The one constant in Cuba in the last six decades has been a Castro holding the reins of power. But with Friday’s death of Fidel and the fact his younger brother Raul is 85, attention is turning to the next generation of Cuban leaders.
Miguel Diaz-Canel, 55, currently serves as Raul Castro’s vice president and is his apparent successor. He has been working his way up the hierarchy for 30 years, first in provincial positions and then as minister of higher education. When he was 43, he became a member of the Politburo, the youngest ever. Most of the other members fought in the 1959 revolution.
An electrical engineer by trade and a Beatles fan, Diaz-Canel is a social media devotee, often posting pictures of himself and the younger Castro brother.
America’s Quarterly said in a profile last year Diaz-Canel generally keeps a low profile. He was born after the revolution and is a member of the reform wing of the party, more an experienced manager than ideologue. Unlike the Castros, he dresses in jeans and sports jackets, eschewing military fatigues.
"He is well-liked, young, well-educated, and he's gone through all the different hoops. That he is admired in the often snippy world of university circles is very significant and shows he has the talent for handling people," Professor Rafael Betancourt of the University of Havana told the Latin Post.
He is described as witty and relaxed in private, but not a rousing speaker or charismatic leader in public. In his provincial stints, Diaz-Canel often would pop into local bars to take the temperature of the community.
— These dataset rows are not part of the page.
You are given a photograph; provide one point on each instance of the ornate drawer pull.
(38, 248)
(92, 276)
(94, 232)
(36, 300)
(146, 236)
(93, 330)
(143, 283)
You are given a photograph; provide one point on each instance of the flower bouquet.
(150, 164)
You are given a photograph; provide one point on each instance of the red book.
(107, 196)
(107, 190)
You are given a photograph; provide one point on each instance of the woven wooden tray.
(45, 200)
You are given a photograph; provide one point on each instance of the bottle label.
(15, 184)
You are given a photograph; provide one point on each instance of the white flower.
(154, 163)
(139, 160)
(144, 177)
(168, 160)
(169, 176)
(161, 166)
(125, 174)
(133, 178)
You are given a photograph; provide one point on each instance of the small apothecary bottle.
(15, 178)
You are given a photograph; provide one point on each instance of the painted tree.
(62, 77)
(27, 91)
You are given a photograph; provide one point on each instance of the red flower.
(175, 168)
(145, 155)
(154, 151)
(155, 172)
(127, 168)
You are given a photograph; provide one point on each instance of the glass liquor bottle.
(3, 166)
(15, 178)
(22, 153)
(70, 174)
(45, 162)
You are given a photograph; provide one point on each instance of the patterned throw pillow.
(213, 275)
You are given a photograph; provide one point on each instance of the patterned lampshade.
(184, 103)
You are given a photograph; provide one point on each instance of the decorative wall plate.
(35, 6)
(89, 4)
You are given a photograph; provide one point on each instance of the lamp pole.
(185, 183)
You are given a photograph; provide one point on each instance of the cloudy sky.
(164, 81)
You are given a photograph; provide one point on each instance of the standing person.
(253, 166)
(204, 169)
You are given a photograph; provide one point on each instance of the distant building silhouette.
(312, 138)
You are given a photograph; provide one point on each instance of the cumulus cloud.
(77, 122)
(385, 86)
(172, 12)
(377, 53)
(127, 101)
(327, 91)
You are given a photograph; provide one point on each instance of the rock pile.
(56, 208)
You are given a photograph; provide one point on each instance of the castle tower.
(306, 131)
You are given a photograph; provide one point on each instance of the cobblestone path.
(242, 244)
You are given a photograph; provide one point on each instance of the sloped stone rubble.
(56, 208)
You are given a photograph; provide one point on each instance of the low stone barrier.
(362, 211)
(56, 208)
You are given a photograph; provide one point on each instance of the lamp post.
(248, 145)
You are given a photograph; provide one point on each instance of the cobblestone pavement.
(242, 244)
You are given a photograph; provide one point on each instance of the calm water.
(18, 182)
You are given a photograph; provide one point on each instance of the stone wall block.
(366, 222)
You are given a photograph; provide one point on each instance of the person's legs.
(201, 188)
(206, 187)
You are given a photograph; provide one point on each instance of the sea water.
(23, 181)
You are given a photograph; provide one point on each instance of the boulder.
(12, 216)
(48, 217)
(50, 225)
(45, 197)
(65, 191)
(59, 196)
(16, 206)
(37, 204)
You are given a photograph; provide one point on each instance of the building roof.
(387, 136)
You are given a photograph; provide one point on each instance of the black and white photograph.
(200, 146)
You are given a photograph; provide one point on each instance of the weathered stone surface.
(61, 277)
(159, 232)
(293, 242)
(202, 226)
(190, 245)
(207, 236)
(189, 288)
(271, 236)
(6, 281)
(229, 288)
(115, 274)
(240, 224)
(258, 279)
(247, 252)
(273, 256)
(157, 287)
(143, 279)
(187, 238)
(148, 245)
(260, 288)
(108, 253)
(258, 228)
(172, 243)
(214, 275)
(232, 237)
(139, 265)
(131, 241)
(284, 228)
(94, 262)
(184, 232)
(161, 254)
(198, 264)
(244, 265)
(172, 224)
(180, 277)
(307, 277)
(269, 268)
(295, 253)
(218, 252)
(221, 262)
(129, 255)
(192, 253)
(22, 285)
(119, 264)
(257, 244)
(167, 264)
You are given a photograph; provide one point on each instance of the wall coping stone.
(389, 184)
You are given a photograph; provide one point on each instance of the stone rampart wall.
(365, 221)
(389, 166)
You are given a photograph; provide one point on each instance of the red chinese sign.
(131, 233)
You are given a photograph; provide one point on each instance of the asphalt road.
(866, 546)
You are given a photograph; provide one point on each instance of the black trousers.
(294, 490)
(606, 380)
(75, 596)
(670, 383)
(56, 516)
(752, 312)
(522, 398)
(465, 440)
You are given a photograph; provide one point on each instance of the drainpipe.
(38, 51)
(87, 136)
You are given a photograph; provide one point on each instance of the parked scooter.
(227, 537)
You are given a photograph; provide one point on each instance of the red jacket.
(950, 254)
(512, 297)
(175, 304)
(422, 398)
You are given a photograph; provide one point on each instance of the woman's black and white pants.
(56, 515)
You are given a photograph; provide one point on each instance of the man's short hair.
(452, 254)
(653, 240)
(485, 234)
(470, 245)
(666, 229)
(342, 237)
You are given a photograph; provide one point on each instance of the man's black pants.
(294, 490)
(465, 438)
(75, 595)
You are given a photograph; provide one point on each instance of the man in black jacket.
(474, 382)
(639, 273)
In appointing Diaz-Canel, Raul Castro declared, “Comrade Diaz-Canel is not an upstart nor improvised.” He stopped short, however, of declaring Diaz-Canel his successor. When he assumed power from his brother in 2013, Raul Castro said he would serve only five years but left open whether he also will resign his positions as head of the Cuban military and the Communist Party.
The question is whether Diaz-Canel will be able to maintain the same kind of control as the Castro brothers, who forged strong relationships with the military, which controls nearly all of the island’s money and economy.
Cuban dissident and human rights activist Antonio Rodiles thinks not. He told the Latin Post Diaz-Canel will be little more than a figurehead for the military, a placeholder until younger members of the Castro family, like Raul Castro’s son Alejandro are ready to seize power.
"When Raul Castro is the president, then yes, the president runs Cuba," Jaime Suchliki, director of the University of Miami's Institute for Cuban and Cuban-American Studies, told the Miami Herald. "When Raul Castro is not president, that will be a very different matter. Díaz-Canel has no tanks and no troops."
Col. Alejandro Castro Espin, 51, is in Cuba’s Interior Ministry security forces and one of his father’s closest aides as a member of a commission on defense and national security. Also in the wings is Col. Alberto Rodriguez Lopez-Callejas, his son-in-law.
The Herald said signs of generational change are emerging all over the island.
"They are showing on the Mesa Redonda TV show documentaries glorifying the lives of old military generals, humanizing the lives of members of the elite,” Cuban dissident Ailer González told the Herald. It seems a sort of goodbye, in order to promote younger people willing to continue defending the regime."